The Treasury market reflected this economic crosscurrent. The yield on the 2-year Treasury note fell to 3.562%, a three-year low, and the 10-year yield slipped to 4.07%, as investors bet decisively on imminent Fed easing. The yield curve retained its inversion, underscoring ongoing caution about economic growth prospects even as equity markets rallied.

The Market Moving Stocks

Technology bellwethers continued to drive sentiment. NVIDIA soared to a new record, fueled by persistent AI demand and new partnership rumors. Apple advanced 1.7% on supportive judicial rulings and strong consumer momentum. Tesla gained over 10%, buoyed by optimism around its self-driving program and regulatory progress, with even former skeptics shifting to a more bullish stance. Broadcom surged an impressive 9.4% after a standout earnings report revealing a key new AI customer. Meta, McDonald’s, Intel, and Palantir performed in line with sector trends, though Intel modestly lagged top tech peers. Oracle (ORCL) closed up +25.51% higher over the last 5-days after beating estimates and a favorable outlook.

Lively Corporate Deal-making

Novartis announced a $1.4 billion acquisition of Tourmaline Bio, PNC agreed to acquire FirstBank for $4.1 billion, and CoinShares moved toward public markets through a $1.2 billion business combination. The IPO market was robust, with OTG Acquisition Corp. I and Via Transportation, Inc. debuting on NYSE and Nasdaq, respectively, and Figure Technology Solutions (FIGR) also completing a high-profile listing.

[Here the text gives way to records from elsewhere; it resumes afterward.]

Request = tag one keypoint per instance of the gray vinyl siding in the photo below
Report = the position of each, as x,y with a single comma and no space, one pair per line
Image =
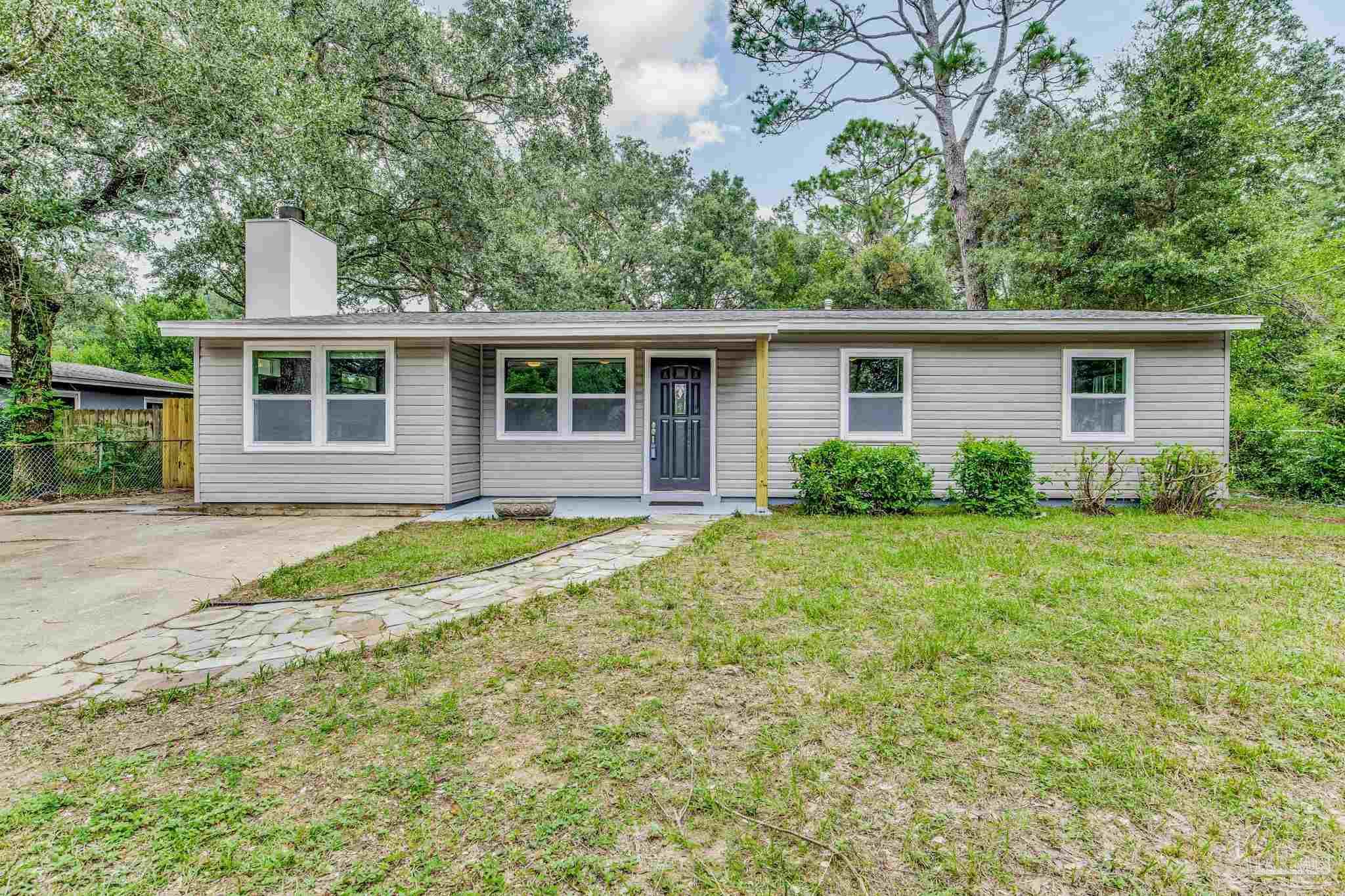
735,435
466,453
108,400
1001,387
514,468
413,475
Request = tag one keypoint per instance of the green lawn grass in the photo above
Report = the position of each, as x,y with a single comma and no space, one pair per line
414,553
790,704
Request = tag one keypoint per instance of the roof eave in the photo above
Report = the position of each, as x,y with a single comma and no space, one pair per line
245,330
186,389
1098,326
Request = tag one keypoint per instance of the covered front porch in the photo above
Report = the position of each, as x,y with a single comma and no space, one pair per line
603,508
631,422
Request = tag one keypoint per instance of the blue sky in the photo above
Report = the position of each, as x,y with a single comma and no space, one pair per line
677,82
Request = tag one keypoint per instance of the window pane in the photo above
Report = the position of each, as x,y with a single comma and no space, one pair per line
282,372
283,421
355,421
599,416
1098,375
877,375
525,375
876,414
531,416
1098,414
355,372
599,377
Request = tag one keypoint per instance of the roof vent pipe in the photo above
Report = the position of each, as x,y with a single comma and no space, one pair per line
288,209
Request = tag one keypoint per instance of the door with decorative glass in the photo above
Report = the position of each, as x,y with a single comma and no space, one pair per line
680,425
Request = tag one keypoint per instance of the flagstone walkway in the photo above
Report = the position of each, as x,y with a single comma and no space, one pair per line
227,644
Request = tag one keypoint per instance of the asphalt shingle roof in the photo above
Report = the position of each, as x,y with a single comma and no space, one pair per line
93,373
486,319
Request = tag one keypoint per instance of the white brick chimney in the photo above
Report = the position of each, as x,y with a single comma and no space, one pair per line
290,268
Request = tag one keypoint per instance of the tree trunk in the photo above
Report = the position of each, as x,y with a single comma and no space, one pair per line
969,233
33,316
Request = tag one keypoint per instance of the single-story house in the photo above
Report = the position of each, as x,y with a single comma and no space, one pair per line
89,387
298,403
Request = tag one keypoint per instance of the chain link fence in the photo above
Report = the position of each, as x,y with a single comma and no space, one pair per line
57,471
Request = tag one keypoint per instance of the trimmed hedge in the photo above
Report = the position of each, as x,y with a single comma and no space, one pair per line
847,479
996,477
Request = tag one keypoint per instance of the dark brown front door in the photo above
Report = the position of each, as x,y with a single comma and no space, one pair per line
680,421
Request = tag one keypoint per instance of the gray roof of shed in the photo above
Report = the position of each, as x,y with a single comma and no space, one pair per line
93,375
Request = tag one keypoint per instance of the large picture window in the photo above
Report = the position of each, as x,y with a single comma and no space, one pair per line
876,394
1099,395
579,395
318,396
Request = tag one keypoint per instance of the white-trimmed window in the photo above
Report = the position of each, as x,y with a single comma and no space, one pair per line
1099,395
571,395
876,394
318,396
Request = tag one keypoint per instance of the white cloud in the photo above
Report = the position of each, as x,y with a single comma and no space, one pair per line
703,133
655,54
651,92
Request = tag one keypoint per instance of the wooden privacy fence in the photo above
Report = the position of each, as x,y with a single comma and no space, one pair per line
173,427
179,469
84,426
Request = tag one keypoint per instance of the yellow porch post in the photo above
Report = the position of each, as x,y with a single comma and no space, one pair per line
763,429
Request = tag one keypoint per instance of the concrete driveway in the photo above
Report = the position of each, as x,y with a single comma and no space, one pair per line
74,581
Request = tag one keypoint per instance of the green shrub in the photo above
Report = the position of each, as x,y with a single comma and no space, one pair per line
1277,450
1093,477
996,477
1181,480
843,477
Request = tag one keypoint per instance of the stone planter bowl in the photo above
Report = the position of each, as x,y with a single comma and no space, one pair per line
525,508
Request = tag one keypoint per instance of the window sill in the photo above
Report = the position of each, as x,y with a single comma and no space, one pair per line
544,437
319,449
875,437
1097,437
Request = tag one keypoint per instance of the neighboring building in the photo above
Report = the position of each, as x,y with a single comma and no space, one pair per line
301,405
88,387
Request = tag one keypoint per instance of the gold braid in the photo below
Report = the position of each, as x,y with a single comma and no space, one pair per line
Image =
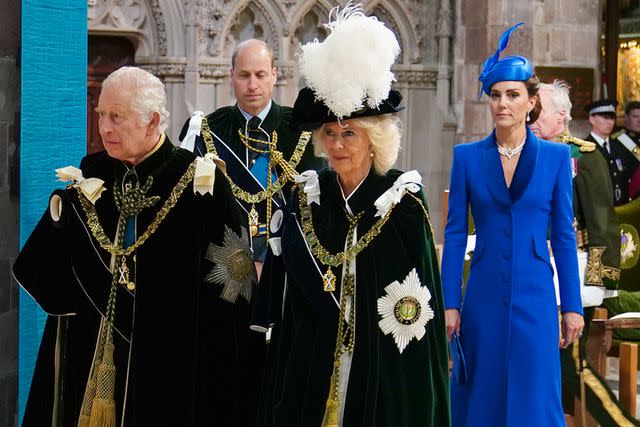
115,249
335,260
288,167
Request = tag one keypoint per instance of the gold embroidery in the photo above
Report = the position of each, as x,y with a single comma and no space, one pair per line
115,249
566,137
596,270
275,158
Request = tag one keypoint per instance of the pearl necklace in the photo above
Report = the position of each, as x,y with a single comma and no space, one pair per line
510,152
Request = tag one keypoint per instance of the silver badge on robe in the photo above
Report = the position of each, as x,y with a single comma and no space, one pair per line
234,268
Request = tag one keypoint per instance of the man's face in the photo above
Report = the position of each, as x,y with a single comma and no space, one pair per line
550,122
123,136
632,120
253,78
602,124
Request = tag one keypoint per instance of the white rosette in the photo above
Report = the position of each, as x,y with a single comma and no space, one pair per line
92,188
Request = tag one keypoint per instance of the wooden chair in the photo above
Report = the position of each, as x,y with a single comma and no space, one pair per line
599,345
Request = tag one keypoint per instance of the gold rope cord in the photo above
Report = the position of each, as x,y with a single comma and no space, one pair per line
105,242
345,337
288,167
98,405
351,252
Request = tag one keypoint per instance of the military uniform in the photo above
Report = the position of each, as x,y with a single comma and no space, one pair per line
622,165
599,236
249,159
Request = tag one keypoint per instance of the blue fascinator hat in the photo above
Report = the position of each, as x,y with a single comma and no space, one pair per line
509,68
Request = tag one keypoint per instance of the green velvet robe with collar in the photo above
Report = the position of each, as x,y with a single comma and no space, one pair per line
184,356
386,388
225,123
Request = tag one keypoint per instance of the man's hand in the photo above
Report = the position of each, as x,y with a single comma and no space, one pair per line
572,326
452,321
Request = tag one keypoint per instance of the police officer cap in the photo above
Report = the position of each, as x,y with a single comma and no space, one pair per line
606,107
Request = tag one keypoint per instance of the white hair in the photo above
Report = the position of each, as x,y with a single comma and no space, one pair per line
385,133
149,94
560,98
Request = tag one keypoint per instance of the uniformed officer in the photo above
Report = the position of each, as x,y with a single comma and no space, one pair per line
598,241
622,164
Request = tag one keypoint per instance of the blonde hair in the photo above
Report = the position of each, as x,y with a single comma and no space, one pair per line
384,132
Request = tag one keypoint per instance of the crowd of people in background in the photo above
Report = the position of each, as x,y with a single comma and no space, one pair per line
275,270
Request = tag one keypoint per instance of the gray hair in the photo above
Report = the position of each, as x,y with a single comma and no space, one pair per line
149,94
560,97
385,133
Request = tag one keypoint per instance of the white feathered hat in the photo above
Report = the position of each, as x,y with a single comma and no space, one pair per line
348,74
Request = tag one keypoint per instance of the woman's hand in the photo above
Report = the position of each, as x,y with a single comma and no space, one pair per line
572,326
452,321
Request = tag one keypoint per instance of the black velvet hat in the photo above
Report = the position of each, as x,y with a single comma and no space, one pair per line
605,107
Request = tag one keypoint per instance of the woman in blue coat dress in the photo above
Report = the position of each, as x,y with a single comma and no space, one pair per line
518,188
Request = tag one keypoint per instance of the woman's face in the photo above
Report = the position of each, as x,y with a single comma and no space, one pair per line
509,103
347,147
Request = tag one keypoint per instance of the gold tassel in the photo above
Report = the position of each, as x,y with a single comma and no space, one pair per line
84,421
332,412
103,410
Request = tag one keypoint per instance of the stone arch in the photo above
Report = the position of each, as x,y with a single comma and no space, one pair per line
309,9
133,19
271,17
398,18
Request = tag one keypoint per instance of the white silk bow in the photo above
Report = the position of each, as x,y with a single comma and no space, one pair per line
195,124
408,181
91,187
311,185
205,174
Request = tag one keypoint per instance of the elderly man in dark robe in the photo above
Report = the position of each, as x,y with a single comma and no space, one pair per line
145,271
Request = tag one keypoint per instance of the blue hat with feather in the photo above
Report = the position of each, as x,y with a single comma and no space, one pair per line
509,68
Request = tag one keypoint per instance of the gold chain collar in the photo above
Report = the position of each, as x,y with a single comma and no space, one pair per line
288,167
101,237
334,260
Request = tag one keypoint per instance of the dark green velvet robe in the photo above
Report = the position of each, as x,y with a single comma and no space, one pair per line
184,356
224,123
386,387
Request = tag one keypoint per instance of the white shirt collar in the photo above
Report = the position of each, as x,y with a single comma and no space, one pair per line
599,139
262,114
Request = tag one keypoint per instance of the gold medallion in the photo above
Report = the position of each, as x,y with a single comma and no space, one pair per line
329,281
253,221
407,310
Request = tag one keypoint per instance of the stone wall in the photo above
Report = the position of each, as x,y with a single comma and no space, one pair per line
556,33
9,229
188,44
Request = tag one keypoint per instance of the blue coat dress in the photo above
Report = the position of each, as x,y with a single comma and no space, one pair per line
509,317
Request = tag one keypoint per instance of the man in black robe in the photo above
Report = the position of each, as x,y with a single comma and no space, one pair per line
142,256
246,135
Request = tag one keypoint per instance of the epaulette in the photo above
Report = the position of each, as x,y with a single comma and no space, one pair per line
617,134
585,146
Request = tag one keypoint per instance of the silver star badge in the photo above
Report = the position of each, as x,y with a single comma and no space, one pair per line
234,268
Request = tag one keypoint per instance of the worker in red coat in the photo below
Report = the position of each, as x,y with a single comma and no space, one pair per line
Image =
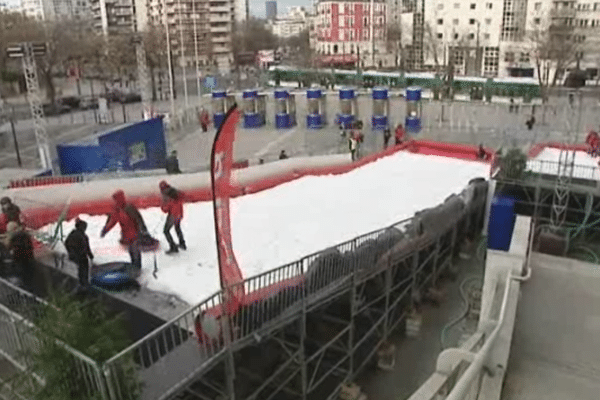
593,141
172,205
132,227
399,134
10,213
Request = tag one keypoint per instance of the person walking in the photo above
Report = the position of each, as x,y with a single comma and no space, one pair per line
387,134
78,248
399,134
132,227
204,120
172,205
10,213
172,163
20,246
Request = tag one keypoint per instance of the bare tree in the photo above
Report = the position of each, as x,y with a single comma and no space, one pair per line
394,44
554,49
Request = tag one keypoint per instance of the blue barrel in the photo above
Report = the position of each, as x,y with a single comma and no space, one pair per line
413,93
346,120
380,94
314,94
250,94
252,120
281,94
282,120
502,223
347,94
314,121
379,122
413,124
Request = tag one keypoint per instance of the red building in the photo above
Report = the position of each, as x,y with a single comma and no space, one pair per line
346,30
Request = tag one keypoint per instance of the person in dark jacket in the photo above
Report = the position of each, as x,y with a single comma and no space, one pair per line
132,227
172,205
21,249
387,134
78,247
172,164
10,213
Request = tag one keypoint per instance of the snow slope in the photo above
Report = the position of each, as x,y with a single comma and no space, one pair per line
283,224
586,166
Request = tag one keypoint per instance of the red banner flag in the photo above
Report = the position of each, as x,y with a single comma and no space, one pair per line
221,166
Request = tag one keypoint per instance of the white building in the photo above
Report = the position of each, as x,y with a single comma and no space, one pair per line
206,28
292,24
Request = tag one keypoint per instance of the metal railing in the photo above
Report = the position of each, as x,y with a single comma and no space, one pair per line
460,371
168,358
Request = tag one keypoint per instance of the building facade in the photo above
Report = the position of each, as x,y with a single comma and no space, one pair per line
293,24
348,31
271,10
205,26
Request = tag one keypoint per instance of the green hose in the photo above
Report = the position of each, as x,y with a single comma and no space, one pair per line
464,296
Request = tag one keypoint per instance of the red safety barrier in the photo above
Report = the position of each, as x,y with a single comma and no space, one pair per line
44,181
43,216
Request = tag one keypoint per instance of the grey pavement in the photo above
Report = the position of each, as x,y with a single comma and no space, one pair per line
555,350
416,357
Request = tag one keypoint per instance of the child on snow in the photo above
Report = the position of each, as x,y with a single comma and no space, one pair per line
172,205
78,247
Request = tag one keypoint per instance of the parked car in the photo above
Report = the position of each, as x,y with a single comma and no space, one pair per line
55,109
130,97
71,101
88,103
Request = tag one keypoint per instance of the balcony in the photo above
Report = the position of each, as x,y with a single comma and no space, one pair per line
220,18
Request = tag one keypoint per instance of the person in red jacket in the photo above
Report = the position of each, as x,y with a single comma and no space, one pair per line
172,205
10,213
399,134
132,227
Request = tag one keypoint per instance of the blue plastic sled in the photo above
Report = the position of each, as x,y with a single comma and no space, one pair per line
114,275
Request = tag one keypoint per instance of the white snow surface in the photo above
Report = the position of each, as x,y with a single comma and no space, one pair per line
585,166
284,224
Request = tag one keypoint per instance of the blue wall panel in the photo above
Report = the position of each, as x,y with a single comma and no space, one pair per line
80,159
138,146
135,146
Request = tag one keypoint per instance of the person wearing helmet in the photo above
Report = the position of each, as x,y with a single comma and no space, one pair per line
172,205
78,247
132,227
10,213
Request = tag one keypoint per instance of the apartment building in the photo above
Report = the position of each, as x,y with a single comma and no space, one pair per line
113,16
196,27
292,24
347,30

The Commodites, Energy & Bitcoin

On the commodities front, gold ($3,680.79, +1.17% over 5-days) and silver ($42.68, +3.03%) rose again, underpinned by the prospect of lower rates. Crude oil settled at $62.60, amid OPEC+ policy uncertainty. Bitcoin (BTC, $116,850 up ~3.89% over he last 5-days and leading crypto-related equities mirrored the risk-on sentiment, advancing alongside broader risk assets and benefiting from inflows into dedicated crypto ETFs.